Le Tribunal de commerce de Saint-Étienne, par jugement du vingt-quatre octobre deux mille vingt-cinq, statue sur un litige né d’un contrat de location avec assurance d’une borne de commande. La société locatrice a résilié le contrat pour défaut de paiement après un sinistre ayant interrompu l’activité du locataire. Le tribunal rejette la demande de sursis à statuer, condamne le locataire au paiement des loyers résiduels et d’une clause pénale, mais lui accorde des délais de paiement étendus.

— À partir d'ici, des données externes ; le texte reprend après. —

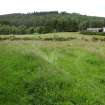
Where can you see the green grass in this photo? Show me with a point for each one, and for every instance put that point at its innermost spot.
(52, 72)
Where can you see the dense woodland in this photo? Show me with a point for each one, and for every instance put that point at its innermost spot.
(46, 22)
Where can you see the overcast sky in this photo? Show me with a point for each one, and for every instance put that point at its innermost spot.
(87, 7)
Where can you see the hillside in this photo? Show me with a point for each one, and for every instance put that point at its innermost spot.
(45, 22)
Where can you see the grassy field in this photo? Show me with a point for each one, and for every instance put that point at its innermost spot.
(52, 72)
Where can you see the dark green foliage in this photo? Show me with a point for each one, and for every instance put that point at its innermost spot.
(47, 22)
(92, 33)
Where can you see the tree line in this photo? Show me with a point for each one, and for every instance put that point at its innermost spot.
(46, 22)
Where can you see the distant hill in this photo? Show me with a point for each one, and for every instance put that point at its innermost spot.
(44, 22)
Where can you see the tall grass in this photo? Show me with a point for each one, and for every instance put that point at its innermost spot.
(50, 76)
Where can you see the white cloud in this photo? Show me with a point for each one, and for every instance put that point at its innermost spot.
(89, 7)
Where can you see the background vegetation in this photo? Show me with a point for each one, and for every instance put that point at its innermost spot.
(45, 22)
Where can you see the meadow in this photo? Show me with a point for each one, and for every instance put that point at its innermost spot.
(52, 69)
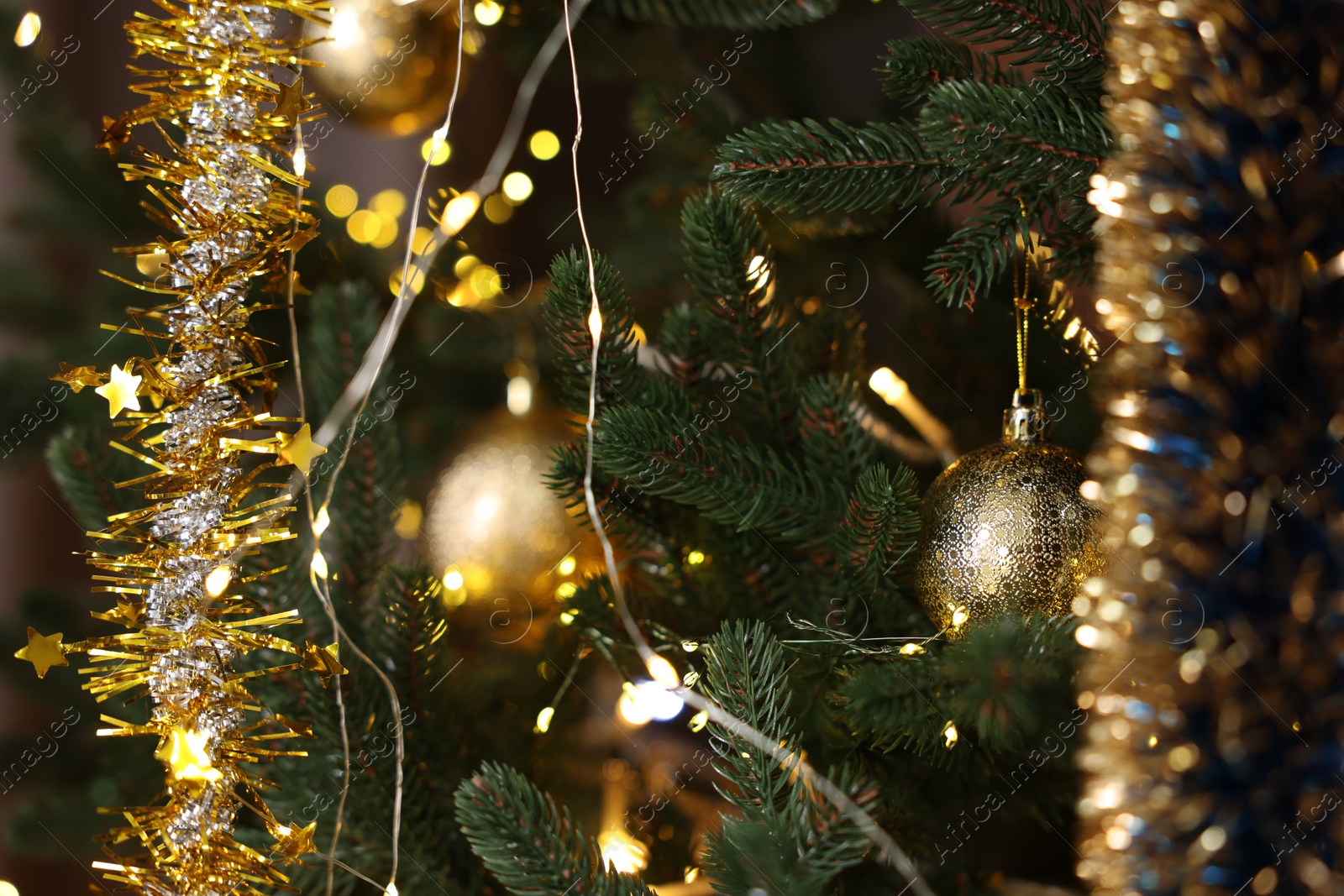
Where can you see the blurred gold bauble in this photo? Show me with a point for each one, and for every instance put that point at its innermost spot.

L’autonomie des conventions face aux difficultés du débiteur
Le tribunal affirme d’abord le principe d’autonomie des conventions en rejetant la demande de sursis à statuer. Le locataire invoquait un litige parallèle avec son bailleur commercial pour justifier un report du procès. Le tribunal rappelle que « le contrat de location financière est indépendant du contrat de bail commercial » (Motifs, point 1). Cette séparation stricte protège le créancier d’un aléa extérieur à sa relation contractuelle. Il souligne également que le créancier « ne peut être privée du droit de recouvrer sa créance dans un délai raisonnable » (Motifs, point 1). La portée de cette solution est de cantonner le sursis à statuer aux cas de connexité étroite, préservant ainsi la sécurité des transactions.

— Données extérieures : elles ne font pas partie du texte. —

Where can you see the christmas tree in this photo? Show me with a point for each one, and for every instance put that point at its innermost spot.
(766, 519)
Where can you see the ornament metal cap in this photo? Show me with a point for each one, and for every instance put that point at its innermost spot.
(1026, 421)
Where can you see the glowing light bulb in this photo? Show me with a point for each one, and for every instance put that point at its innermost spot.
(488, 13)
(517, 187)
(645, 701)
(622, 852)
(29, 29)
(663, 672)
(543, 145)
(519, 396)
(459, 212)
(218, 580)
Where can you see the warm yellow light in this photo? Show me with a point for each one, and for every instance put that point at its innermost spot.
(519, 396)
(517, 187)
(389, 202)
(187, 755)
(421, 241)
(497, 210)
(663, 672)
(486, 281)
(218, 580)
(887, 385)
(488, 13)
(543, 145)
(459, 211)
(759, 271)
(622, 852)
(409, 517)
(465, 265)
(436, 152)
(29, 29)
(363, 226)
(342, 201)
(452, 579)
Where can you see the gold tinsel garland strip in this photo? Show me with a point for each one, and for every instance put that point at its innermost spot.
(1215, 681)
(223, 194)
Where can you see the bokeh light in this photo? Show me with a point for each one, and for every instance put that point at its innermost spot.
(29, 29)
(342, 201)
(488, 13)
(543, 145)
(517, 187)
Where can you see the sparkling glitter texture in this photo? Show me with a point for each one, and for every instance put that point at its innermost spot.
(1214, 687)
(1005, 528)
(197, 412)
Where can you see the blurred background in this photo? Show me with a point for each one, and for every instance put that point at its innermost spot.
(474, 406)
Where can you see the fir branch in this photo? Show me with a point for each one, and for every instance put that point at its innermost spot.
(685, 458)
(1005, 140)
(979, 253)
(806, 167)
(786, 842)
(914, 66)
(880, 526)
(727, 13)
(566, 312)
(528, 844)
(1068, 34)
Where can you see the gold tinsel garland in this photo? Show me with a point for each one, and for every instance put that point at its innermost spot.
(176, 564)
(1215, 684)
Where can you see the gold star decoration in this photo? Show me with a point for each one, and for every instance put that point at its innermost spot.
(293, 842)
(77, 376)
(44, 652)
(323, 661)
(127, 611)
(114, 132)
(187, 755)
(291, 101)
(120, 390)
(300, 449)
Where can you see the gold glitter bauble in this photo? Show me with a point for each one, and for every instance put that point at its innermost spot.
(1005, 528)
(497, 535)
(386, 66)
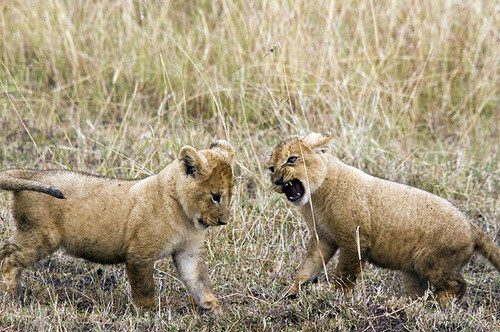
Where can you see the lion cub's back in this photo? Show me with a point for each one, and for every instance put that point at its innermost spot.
(89, 223)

L’équilibre entre l’exécution forcée et l’octroi de délais de paiement
Le tribunal opère ensuite un équilibre entre l’exigibilité de la créance et les difficultés du débiteur. Il valide la résiliation de plein droit et la clause pénale contractuelle, condamnant le locataire à « verser à la société LOCAM, cessionnaire, les loyers impayés et à échoir, ainsi qu’une pénalité de 10% » (Motifs, point 2). La valeur de cette décision est de confirmer la force obligatoire des clauses résolutoires et pénales librement consenties. Toutefois, usant de son pouvoir d’appréciation, le tribunal tempère cette rigueur en accordant des délais de paiement. Il se fonde sur l’article 1343-5 du code civil, autorisant « la défenderesse à se libérer de sa dette en vingt-quatre mensualités » (Motifs, point 3). La portée est significative, le juge utilisant la marge de manœuvre légale pour adapter l’exécution à la situation du débiteur sans remettre en cause la dette elle-même.

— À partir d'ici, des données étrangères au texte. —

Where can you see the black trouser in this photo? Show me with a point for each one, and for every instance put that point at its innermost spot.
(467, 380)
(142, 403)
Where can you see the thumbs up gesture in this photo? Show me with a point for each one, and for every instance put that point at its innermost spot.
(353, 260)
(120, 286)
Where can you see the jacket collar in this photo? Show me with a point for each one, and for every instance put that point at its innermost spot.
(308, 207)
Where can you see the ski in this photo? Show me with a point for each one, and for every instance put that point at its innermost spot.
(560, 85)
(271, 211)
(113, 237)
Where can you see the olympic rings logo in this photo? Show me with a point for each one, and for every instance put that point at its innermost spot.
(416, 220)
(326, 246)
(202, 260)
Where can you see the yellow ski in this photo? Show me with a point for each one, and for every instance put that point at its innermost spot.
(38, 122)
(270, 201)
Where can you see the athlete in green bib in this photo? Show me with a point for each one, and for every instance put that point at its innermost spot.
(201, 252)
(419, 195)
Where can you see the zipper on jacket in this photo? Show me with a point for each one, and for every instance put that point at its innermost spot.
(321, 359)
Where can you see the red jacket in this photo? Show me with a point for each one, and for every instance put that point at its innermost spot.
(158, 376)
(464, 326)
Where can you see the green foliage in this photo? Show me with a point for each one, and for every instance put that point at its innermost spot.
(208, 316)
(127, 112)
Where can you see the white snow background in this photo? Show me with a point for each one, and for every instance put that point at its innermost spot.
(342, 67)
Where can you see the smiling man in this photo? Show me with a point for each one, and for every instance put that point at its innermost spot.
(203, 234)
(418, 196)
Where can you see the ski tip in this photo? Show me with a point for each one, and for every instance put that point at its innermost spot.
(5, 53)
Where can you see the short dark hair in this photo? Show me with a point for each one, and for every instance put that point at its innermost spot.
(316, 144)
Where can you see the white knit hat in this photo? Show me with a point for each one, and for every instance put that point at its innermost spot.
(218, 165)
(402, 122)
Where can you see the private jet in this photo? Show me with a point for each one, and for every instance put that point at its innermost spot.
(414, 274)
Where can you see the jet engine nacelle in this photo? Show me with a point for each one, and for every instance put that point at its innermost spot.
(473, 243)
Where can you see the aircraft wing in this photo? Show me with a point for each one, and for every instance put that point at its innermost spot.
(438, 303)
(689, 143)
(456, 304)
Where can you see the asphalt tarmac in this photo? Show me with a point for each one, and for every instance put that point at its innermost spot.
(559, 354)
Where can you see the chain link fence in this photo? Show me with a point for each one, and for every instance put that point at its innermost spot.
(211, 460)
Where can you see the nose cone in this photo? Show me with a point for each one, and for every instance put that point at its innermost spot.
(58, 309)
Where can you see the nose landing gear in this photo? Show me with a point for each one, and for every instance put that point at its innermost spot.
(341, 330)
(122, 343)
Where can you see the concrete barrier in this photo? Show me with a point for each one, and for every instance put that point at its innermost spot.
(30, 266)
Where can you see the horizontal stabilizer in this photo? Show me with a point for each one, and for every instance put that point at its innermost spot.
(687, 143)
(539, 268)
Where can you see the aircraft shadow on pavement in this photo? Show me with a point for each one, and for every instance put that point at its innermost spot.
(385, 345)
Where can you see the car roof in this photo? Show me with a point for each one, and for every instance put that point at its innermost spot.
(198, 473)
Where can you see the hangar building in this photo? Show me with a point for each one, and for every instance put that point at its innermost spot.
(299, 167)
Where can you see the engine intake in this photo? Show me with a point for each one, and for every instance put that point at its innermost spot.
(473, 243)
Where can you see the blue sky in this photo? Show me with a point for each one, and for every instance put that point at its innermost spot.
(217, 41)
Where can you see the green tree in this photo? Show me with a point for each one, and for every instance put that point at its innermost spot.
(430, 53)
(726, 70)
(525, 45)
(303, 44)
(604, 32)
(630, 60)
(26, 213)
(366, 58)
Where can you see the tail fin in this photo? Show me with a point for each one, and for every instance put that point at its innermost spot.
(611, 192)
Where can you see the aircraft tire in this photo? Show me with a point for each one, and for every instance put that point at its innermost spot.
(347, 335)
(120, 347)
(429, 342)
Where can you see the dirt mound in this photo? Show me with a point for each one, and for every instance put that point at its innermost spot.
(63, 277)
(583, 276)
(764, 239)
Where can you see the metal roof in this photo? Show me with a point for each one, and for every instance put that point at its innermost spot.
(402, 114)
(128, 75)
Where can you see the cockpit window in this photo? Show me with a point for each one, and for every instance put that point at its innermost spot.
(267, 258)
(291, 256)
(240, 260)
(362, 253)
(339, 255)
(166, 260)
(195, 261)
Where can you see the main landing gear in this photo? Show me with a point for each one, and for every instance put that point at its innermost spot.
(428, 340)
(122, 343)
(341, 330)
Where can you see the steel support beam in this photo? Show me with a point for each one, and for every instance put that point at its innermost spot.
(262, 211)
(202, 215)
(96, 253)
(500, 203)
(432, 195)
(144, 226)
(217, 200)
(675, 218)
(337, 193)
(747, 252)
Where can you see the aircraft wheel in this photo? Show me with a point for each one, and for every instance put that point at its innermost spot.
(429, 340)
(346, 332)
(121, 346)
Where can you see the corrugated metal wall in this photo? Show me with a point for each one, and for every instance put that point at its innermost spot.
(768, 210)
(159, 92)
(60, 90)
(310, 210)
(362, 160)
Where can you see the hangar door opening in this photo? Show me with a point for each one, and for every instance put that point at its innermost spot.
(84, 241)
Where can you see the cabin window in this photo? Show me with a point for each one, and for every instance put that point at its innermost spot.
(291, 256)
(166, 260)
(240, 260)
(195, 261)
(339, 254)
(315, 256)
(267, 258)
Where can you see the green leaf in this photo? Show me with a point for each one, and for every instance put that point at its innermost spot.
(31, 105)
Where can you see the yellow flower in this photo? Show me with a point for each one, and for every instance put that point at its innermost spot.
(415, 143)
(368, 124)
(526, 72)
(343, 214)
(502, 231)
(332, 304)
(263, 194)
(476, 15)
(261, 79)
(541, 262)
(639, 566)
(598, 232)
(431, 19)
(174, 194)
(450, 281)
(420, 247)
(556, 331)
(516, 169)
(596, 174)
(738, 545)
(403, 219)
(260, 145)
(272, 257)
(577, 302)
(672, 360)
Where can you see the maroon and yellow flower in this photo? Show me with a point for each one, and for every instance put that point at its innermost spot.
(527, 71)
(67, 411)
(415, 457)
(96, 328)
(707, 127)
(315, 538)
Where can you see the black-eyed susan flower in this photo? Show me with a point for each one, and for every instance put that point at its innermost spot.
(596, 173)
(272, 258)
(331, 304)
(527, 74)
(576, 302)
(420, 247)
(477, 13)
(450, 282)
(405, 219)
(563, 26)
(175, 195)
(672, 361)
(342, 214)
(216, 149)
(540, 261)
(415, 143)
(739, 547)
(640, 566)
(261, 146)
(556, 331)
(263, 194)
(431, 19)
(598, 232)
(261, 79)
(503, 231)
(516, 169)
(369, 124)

Ce jugement illustre la dialectique constante entre la force obligatoire du contrat et l’équité. Il rappelle avec fermeté l’autonomie des engagements et la validité des mécanismes contractuels de sanction. Simultanément, il manifeste la bienveillance du juge commercial face aux difficultés d’une entreprise, en aménageant concrètement les conditions de paiement. Cette décision offre ainsi une lecture pragmatique des instruments à disposition pour concilier sécurité juridique et préservation du tissu économique.